Con la sua aggressione, Putin ha creato le premesse per contraddire la sua tesi: l’Ucraina si trova infatti a combattere per la prima volta da sola per la sua indipendenza. Ha combattuto per mille anni, ma sempre come parte di qualcosa di più complesso (la comunità dei Rus, la Moscovia, la Russia zarista, l’URSS…), mentre adesso sebbene sostenuta dall’intero Occidente si trova a combattere da sola e per sé stessa. Tutte le Nazioni nascono forgiate al calor bianco della guerra: non è retorica, ma un fatto storico. Quelle che falliscono il test della difesa dell’indipendenza, scompaiono; quelle che sopravvivono, crescono nella loro autostima. Noi oggi stiamo assistendo alla nascita della Nazione ucraina. Lo dimostra proprio il fatto che le regioni invase che si difendono con tanta determinazione sono proprio quelle che in base agli apologeti della vulgata di Putin avrebbero dovuto essere “filo-russe” in quanto di madrelingua russa… Un po’ come se gli irlandesi fossero “filo-inglesi” solo perché parlano l’inglese. In realtà erano terre che si sentivano figlie di entrambe le patrie; essere aggredite da una di esse le ha portate a scegliere definitivamente l’altra.
Gli ucraini sono estremamente simili in origine ai russi. Sanguigni, passionali, testardi… Forse un po’ meno disciplinati, ma altrettanto determinati a difendersi se aggrediti. E laddove l’aggressore fosse precedentemente percepito come un “fratello”, scatta la sensazione del tradimento. E l’aggredito che si sente anche tradito combatte con furia raddoppiata. Se poi si scopre più forte del previsto, si convince di essere destinato a vincere: perché è nel giusto, e perché si sente sicuro di sé. Laddove l’aggressore ha invece dubbi sulla giustezza della sua causa, sulla capacità dei propri capi, e per di più si scopre meno forte di quanto pensasse, comincia a sentirsi sconfitto in partenza. A quel punto, l’inesorabile meccanismo del “momentum” comincia a far scivolare il risultato lungo un piano inclinato.

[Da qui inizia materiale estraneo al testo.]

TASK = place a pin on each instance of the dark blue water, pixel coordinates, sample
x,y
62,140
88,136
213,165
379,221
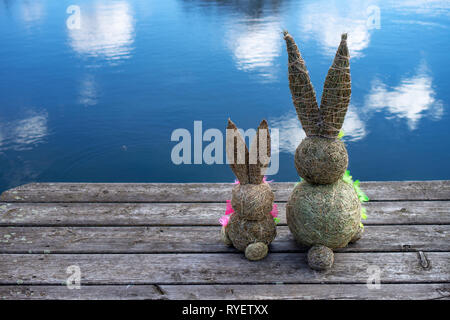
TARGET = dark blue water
x,y
99,103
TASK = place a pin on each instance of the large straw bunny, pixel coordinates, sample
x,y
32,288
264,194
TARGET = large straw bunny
x,y
323,211
251,228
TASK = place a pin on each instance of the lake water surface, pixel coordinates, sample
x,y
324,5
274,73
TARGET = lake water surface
x,y
98,101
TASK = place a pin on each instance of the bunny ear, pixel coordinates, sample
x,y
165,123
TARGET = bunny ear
x,y
259,154
336,92
237,153
302,90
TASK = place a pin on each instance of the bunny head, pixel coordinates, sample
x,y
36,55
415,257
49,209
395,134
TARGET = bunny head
x,y
251,198
321,158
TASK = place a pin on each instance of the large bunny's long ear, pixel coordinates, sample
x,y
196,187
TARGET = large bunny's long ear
x,y
237,153
302,90
336,92
259,154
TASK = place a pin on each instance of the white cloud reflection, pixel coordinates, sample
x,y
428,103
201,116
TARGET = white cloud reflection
x,y
107,31
23,134
256,43
413,99
88,91
291,133
325,21
32,11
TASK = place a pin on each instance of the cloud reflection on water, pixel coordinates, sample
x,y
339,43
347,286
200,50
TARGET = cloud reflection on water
x,y
256,43
291,133
325,21
413,99
107,31
23,134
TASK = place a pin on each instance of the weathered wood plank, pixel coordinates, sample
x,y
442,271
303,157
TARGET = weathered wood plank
x,y
422,291
220,268
134,214
203,192
202,239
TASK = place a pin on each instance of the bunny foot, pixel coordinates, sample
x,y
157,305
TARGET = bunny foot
x,y
256,251
357,235
224,237
320,257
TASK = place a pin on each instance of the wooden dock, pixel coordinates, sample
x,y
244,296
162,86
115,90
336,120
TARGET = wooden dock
x,y
161,241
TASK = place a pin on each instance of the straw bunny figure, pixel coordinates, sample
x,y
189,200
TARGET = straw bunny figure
x,y
251,228
323,211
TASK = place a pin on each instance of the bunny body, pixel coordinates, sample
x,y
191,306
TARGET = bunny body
x,y
251,227
323,211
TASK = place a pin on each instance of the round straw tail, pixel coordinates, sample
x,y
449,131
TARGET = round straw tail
x,y
302,90
336,92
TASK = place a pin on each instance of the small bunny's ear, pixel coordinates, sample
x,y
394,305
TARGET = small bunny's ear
x,y
336,92
302,90
237,153
259,154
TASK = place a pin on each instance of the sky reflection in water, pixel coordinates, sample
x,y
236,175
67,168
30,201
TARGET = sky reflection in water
x,y
99,103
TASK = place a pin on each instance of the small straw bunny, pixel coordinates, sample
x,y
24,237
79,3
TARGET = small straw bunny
x,y
251,227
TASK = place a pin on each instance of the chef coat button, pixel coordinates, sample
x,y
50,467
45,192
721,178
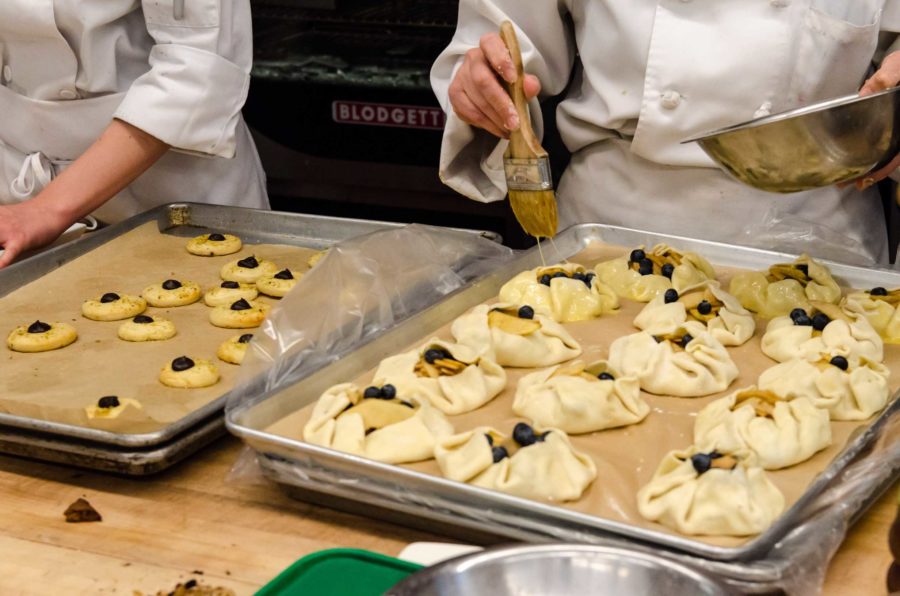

In conclusione: gli ucraini hanno tutto ciò che gli occorre per poter conseguire un altro successo difensivo, e se i russi non trovano il modo di invertire il verso del momento d’inerzia a loro sfavorevole, difficilmente potranno conseguire quel successo militare di cui il loro autocrate ha un bisogno disperato. Il fatto che l’Ucraina non disponga del materiale bellico necessario per operazioni offensive rappresenta una sorta di “assicurazione” che il fallimento dell’invasione non si trasformi in una sconfitta così secca che perfino la sofisticata propaganda del Cremlino trovi impossibile rappresentarla come una vittoria.
Esistono ovviamente rischi limitati di un esito diverso: da un lato l’enorme superiorità in termini di potenza di fuoco potrebbe ancora consentire ai russi di conseguire un successo reale. Dall’altro, il meccanismo del “momentum” potrebbe far collassare l’esercito russo al punto da consentire agli ucraini di spingersi in avanti in modo tale da scatenare le “paure esistenziali” della Russia.
In entrambi i casi spetterà all’Occidente fare in modo – con adeguati interventi diplomatici e di supporto – che la situazione creata dall’orso Vladimiro non degeneri ulteriormente.